By Doug Bertinshaw
Over the last 24.43 years, I have noticed that while most Business-Owners read and understand their Profit and Loss Account, the Balance Sheet always seems to take second place. It has been referred to as the “BS” report. I needn’t tell you what the B and the S stand for. In actuality, the Balance Sheet says so much more about a business than the Profit and Loss Statement.
Simply put, the Balance Sheet contains details of what the business owns (the Assets) and what the business owes (the Liabilities). The difference between these two numbers is the Net Assets or the Equity of the business, a.k.a. the earnings that have been retained in the business (Retained Earnings). Note that this is NOT the market value of the business (an entirely separate topic).
By retaining some profits, you will ensure that your business has a buffer for a rainy day. A solid rule of thumb is to make sure you have two month’s overhead easily accessible.
Downturns happen. They can be major and unexpected, like an economic crisis or relatively minor like seasonal lulls. How a business survives any downturn is to a very large extent determined by what reserves it carries. A large amount of Retained Earnings will provide a buffer for the business to survive inevitable downturns that happen. A business that has little or no Retained Earnings experiences a dramatic reduction in turnover, it may have to rely on the Principals’ own sources of funds to get it through that tough spot.

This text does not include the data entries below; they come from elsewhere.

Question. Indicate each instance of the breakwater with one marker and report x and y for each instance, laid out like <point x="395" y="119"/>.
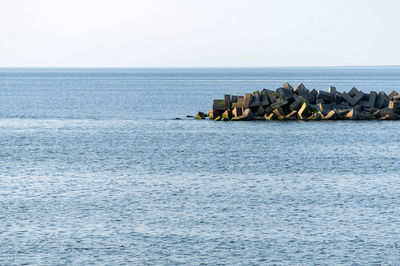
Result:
<point x="300" y="103"/>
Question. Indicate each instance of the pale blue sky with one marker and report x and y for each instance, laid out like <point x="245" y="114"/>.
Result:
<point x="203" y="33"/>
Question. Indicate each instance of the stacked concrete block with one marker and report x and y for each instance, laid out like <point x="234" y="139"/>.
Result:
<point x="300" y="103"/>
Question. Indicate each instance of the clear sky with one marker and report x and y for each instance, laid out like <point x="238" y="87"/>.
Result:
<point x="202" y="33"/>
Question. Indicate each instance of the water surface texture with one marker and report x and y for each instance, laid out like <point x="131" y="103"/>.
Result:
<point x="94" y="170"/>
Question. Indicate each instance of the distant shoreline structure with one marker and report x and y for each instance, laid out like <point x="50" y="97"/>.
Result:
<point x="300" y="103"/>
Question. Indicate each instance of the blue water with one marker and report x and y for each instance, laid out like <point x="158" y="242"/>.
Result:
<point x="94" y="170"/>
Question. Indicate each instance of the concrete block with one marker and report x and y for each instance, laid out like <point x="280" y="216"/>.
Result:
<point x="247" y="100"/>
<point x="392" y="94"/>
<point x="268" y="110"/>
<point x="313" y="92"/>
<point x="382" y="112"/>
<point x="333" y="115"/>
<point x="295" y="105"/>
<point x="379" y="100"/>
<point x="287" y="86"/>
<point x="292" y="115"/>
<point x="301" y="90"/>
<point x="200" y="115"/>
<point x="227" y="99"/>
<point x="391" y="117"/>
<point x="271" y="116"/>
<point x="343" y="112"/>
<point x="353" y="92"/>
<point x="394" y="106"/>
<point x="353" y="100"/>
<point x="396" y="98"/>
<point x="325" y="108"/>
<point x="227" y="115"/>
<point x="279" y="112"/>
<point x="352" y="115"/>
<point x="260" y="111"/>
<point x="211" y="114"/>
<point x="326" y="96"/>
<point x="315" y="116"/>
<point x="365" y="115"/>
<point x="306" y="111"/>
<point x="234" y="99"/>
<point x="255" y="99"/>
<point x="279" y="103"/>
<point x="284" y="93"/>
<point x="246" y="116"/>
<point x="372" y="98"/>
<point x="219" y="105"/>
<point x="236" y="112"/>
<point x="264" y="100"/>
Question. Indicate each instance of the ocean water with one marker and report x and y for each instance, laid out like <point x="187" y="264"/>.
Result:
<point x="95" y="170"/>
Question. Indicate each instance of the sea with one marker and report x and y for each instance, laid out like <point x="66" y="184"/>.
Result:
<point x="96" y="169"/>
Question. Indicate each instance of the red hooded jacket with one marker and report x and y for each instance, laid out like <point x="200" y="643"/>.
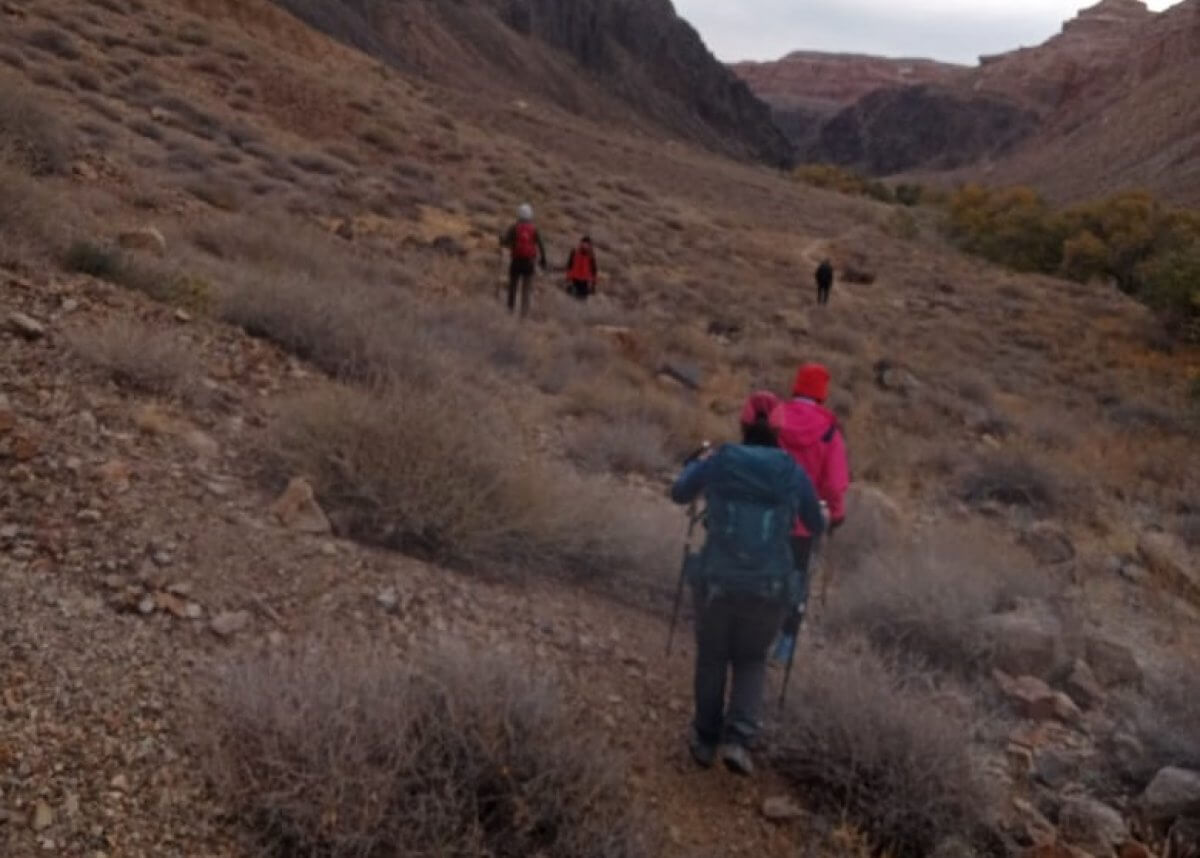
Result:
<point x="810" y="433"/>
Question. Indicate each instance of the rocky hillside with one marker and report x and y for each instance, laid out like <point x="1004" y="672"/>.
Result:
<point x="805" y="88"/>
<point x="1083" y="99"/>
<point x="619" y="60"/>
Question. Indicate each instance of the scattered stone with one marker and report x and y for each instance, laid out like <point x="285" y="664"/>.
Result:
<point x="1114" y="664"/>
<point x="1092" y="826"/>
<point x="781" y="809"/>
<point x="229" y="623"/>
<point x="688" y="375"/>
<point x="1182" y="841"/>
<point x="42" y="816"/>
<point x="144" y="239"/>
<point x="297" y="509"/>
<point x="25" y="325"/>
<point x="1038" y="829"/>
<point x="1174" y="792"/>
<point x="1049" y="544"/>
<point x="1165" y="555"/>
<point x="897" y="378"/>
<point x="1055" y="767"/>
<point x="1026" y="641"/>
<point x="172" y="605"/>
<point x="202" y="443"/>
<point x="1083" y="687"/>
<point x="1132" y="849"/>
<point x="388" y="599"/>
<point x="84" y="171"/>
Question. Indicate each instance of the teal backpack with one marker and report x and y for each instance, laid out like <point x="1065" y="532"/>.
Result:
<point x="751" y="511"/>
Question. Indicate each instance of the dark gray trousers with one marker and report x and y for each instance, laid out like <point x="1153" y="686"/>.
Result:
<point x="733" y="634"/>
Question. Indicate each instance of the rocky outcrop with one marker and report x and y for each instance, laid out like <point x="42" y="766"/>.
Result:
<point x="897" y="130"/>
<point x="595" y="57"/>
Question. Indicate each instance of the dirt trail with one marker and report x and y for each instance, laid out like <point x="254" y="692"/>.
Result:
<point x="130" y="513"/>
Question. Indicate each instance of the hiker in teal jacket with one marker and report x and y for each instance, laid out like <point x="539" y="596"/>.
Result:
<point x="745" y="580"/>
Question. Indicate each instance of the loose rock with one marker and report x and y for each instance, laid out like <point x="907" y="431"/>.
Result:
<point x="1114" y="664"/>
<point x="1026" y="641"/>
<point x="781" y="809"/>
<point x="25" y="325"/>
<point x="145" y="239"/>
<point x="229" y="623"/>
<point x="297" y="509"/>
<point x="1174" y="792"/>
<point x="1092" y="826"/>
<point x="1049" y="544"/>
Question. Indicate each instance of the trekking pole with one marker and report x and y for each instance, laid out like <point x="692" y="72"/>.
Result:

Grab your recent Balance Sheet and have a look. Chances are pretty good that this Balance Sheet will have a comparative column to the right of it with the numbers for the year prior. What has happened to your Retained Earnings over these two years? You can pretty easily calculate your critical KPIs relating to liquidity and solvency.
It takes just a little effort to increase your financial literacy and thus, your potential for success. Your business’ Retained Earnings are critical to the long-term success of your business. Nurture them.